In what has become an annual homecoming for Anne Arundel sailors, the Governor's Cup Yacht Race will begin this afternoon with about 160 boats crowding the Annapolis Harbor and setting sail for St. Mary's City.
The longest overnight race on the Chesapeake Bay, the 70-mile Governor's Cup is a chance for the local sailing community to get together in its back yard and show off for friends.
"At the starting line, all those guys become our enemies," said Albert Holt of Annapolis, whose 33-foot boat is named Stalker. "We don't want to kill them or even see them get hurt, but we want to damage their egos."
The race is for serious sailors, but not professionals. With no prize money, the race attracts competitors with day jobs to finance their watery weekend pursuits. About two-thirds of the registered boats are based in Anne Arundel County, organizers said. Boats will set sail at 6 p.m. and, if the weather cooperates, will finish tomorrow morning at Horseshoe Cove on the St. Mary's River.
St. Mary's College of Maryland is the host of the race, which was started in 1974 by two college students and an alumnus. (St. Mary's sailing team this year won the national championship in Oahu, Hawaii).

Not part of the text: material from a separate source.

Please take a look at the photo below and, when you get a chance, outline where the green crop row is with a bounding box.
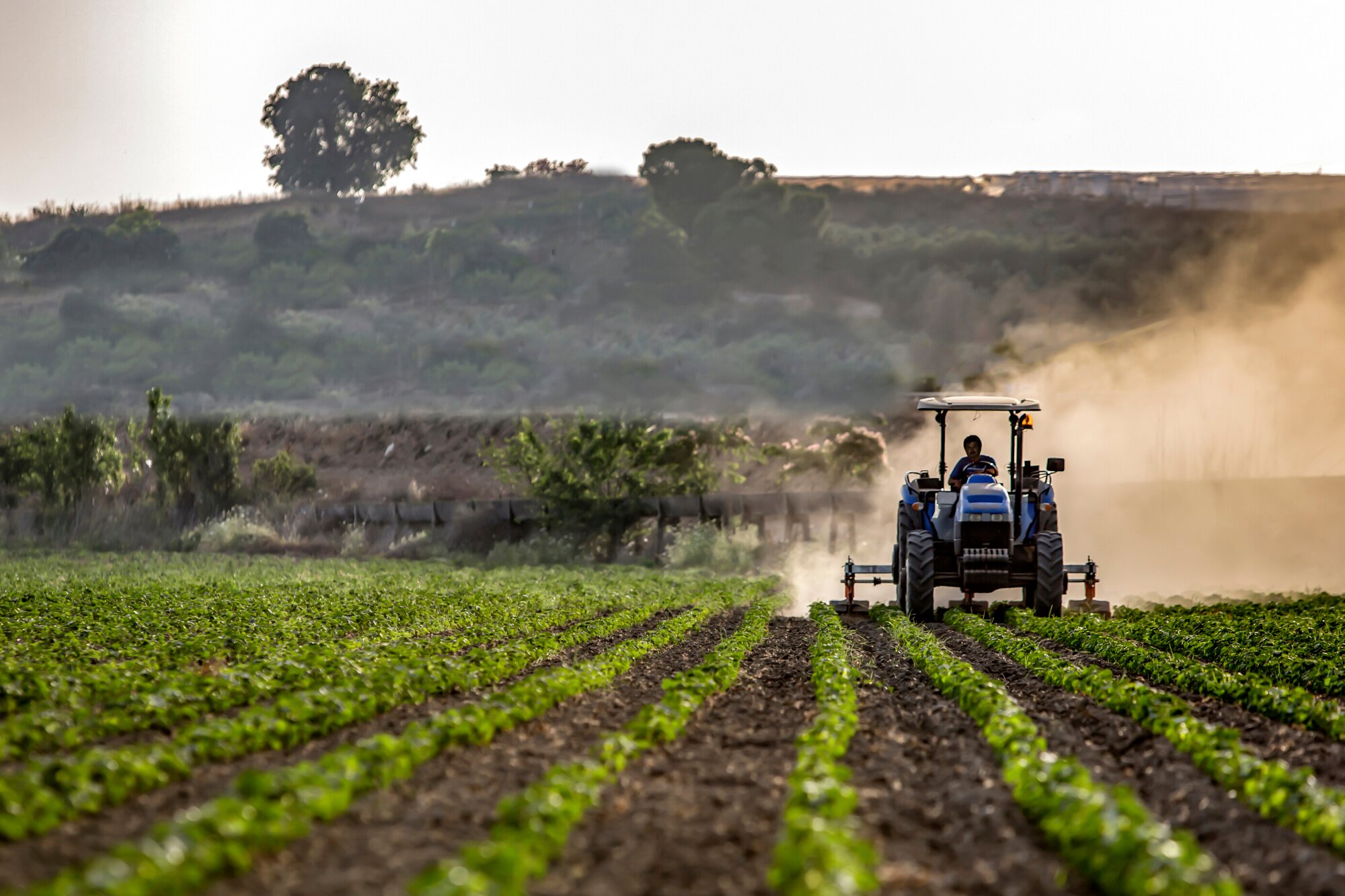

St. Mary's College of Maryland will put on an all-day party tomorrow on the banks of the river with live music, food and dancing. Sailing World magazine called it one of sailing's 10 best parties, and it is free and open to the public. The music begins at noon and continues until 11 p.m.
The race's start boat, The Maryland Dove, will be open for free tours at the Annapolis City Dock on tomorrow and Sunday. The Maryland Dove is a replica of the 17th-century square rigger that brought the first English settlers to St. Mary's City in 1634. Costumed guides will be on board to explain to boat's history.

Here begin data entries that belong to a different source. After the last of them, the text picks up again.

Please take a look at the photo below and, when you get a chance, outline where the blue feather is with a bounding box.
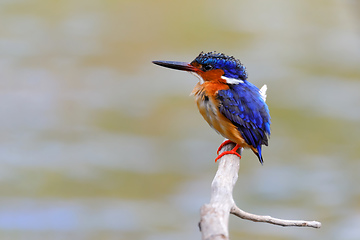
[217,81,271,163]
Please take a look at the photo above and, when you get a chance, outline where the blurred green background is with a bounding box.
[0,0,360,240]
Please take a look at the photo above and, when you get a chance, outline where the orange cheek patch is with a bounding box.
[198,69,226,83]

"This is the survival test of the season," said Matt Tove, 41. The Annapolis resident has raced in the Governor's Cup about a dozen times and today will lead a crew of seven about his 30-foot Ovation.

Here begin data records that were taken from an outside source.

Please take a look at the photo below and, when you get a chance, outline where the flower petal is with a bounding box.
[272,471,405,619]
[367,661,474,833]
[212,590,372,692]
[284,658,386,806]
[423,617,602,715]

"It's what I call total heads-up sailing," Tove said. "There's no drinking for us at night. The crew needs to be visually aware at all times because of the commercial traffic going up and down the bay."
Night sailing presents different challenges from the daytime, sailors said. They must be able to read the visual lights on tugboats, use traditional navigation techniques and deal with fatigue. But sailors say the timing is part of the appeal.
"Many days in the summer it's very light winds," said Holt, 64. "But there's almost always a breeze at night. And you don't get sunburned. It's not a bake-out."